Ronin, on the other hand, employs a different strategy: the blockchain adjusts fees based on transaction volume per block. During peak times, a portion of the network fees is directed to the treasury to control the asset supply rather than directly buying back tokens. In both cases, the founders have designed mechanisms to bind value to economic activity.
In the future, we will analyze the impact of such operations on token prices and on-chain behavior. However, what is currently evident is that as valuations are suppressed and VC funding in the crypto space decreases, more teams will compete for marginal capital inflows.

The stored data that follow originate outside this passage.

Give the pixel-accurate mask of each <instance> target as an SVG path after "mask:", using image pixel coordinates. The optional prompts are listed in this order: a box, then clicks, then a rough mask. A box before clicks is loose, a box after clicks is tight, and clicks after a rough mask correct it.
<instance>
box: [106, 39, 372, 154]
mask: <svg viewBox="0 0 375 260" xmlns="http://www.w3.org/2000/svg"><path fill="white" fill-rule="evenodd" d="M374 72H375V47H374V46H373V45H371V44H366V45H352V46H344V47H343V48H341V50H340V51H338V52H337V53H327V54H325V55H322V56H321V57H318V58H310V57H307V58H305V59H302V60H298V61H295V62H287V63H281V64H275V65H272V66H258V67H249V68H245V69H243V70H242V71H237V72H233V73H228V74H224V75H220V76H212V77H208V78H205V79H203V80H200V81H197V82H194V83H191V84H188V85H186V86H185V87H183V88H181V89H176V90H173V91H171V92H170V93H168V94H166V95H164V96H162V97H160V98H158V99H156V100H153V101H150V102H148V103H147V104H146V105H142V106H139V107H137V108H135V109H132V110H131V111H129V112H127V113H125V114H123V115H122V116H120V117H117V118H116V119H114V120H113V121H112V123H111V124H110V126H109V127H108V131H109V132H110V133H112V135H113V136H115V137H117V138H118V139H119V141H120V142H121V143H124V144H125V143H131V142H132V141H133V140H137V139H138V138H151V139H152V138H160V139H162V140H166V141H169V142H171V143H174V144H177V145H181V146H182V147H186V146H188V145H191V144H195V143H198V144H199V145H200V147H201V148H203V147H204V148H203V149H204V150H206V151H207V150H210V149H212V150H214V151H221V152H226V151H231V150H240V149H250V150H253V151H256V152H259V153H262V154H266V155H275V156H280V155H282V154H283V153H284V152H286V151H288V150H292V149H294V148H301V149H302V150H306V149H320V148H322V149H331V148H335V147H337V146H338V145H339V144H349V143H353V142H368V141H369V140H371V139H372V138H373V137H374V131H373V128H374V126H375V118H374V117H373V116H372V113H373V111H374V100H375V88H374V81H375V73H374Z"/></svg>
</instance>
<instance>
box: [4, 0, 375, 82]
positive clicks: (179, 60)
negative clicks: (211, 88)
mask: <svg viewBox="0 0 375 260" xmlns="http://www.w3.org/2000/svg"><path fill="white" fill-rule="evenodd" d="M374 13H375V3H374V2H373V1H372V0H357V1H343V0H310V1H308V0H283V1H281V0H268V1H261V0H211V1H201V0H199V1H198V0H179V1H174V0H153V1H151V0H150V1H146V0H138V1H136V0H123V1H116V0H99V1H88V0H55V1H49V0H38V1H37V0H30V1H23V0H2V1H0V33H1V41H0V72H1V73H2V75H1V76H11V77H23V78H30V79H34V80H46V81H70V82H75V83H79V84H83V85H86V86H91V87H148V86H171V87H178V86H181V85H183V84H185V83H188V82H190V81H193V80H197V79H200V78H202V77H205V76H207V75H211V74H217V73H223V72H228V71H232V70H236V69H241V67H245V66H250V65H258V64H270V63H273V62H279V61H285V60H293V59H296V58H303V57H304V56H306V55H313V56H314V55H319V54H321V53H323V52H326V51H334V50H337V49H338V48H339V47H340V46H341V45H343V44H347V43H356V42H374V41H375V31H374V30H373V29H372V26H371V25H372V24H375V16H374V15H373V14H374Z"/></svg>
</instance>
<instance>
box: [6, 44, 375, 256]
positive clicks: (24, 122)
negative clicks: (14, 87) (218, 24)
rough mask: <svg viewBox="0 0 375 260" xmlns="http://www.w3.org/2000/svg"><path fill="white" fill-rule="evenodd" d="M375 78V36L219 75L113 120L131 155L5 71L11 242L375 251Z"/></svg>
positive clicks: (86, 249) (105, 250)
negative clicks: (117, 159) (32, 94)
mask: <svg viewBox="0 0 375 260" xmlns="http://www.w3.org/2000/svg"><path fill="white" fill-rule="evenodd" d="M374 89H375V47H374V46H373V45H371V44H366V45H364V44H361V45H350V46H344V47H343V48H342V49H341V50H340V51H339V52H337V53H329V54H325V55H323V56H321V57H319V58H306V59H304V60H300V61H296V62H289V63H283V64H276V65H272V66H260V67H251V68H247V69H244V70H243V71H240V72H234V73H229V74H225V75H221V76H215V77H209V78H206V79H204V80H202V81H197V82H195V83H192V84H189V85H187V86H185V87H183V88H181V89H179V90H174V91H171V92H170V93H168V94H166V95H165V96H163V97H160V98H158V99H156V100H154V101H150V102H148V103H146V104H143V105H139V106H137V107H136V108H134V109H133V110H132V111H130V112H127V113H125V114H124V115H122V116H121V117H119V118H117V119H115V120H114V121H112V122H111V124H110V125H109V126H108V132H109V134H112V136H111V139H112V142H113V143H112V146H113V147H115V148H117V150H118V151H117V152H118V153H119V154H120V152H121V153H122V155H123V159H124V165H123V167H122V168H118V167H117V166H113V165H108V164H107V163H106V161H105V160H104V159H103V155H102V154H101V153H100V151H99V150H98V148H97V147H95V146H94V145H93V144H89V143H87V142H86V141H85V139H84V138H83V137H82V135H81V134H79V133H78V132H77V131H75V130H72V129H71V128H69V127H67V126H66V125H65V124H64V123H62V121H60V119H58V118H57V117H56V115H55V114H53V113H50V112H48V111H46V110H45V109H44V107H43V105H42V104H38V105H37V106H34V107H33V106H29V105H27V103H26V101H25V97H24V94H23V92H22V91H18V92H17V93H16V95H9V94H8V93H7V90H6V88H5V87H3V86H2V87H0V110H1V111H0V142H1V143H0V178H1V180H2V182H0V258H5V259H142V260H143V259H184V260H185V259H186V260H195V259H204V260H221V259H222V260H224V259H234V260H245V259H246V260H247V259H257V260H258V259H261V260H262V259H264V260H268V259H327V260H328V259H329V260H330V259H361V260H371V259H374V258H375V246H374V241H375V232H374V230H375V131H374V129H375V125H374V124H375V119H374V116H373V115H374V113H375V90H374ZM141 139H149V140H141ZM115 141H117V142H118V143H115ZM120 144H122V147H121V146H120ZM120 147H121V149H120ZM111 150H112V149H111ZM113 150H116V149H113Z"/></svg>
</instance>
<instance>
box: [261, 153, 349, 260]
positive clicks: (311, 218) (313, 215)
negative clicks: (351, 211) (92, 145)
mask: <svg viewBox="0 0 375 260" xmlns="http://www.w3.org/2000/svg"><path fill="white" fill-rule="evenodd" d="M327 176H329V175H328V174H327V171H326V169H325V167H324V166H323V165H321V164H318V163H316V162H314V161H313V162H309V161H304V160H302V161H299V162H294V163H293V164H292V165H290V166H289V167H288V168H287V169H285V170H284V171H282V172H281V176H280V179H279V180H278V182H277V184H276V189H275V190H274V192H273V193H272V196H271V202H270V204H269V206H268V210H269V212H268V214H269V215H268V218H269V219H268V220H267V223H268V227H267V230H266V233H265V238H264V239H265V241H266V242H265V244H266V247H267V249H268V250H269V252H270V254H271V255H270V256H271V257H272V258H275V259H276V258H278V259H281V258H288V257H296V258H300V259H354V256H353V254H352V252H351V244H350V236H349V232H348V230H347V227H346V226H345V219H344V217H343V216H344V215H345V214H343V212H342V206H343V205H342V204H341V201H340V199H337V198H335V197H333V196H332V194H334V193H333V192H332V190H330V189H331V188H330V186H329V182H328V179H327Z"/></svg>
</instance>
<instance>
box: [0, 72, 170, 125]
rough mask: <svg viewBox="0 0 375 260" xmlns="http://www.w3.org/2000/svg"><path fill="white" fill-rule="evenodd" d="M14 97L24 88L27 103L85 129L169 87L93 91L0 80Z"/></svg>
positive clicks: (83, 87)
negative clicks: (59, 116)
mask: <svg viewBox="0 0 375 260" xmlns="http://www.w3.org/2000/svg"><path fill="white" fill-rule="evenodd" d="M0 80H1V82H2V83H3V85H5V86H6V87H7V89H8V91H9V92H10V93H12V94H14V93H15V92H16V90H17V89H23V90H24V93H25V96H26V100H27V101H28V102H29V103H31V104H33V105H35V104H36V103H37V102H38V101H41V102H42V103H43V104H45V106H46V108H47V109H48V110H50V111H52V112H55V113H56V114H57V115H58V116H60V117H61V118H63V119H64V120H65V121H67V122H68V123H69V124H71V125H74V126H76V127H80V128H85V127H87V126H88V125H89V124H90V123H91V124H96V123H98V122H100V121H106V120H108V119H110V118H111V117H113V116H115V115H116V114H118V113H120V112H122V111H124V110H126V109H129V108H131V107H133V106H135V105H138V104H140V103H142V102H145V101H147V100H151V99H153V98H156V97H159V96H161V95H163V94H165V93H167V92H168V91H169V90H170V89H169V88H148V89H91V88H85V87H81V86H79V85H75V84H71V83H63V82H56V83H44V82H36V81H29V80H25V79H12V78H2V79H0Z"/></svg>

Since the essence of blockchain is a capital track, most teams will shift towards a revenue-sharing model based on transaction volume. If a project is already tokenized, the team can implement a "buyback-burn" mechanism. Well-executed projects will excel in the liquidity market, but this requires taking on the risk of buybacks during valuation bubbles. The truth can only be seen in hindsight.
Of course, one day, discussions about price, revenue, and income will once again become outdated—people will start pouring money into Doge and snatching up Bored Ape NFTs. But for now, founders concerned about survival have begun dialogues around revenue and destruction.
Creating value for shareholders, Joel John.
Disclaimer:
- This article does not constitute investment advice.
- Relevant personnel hold CXT tokens.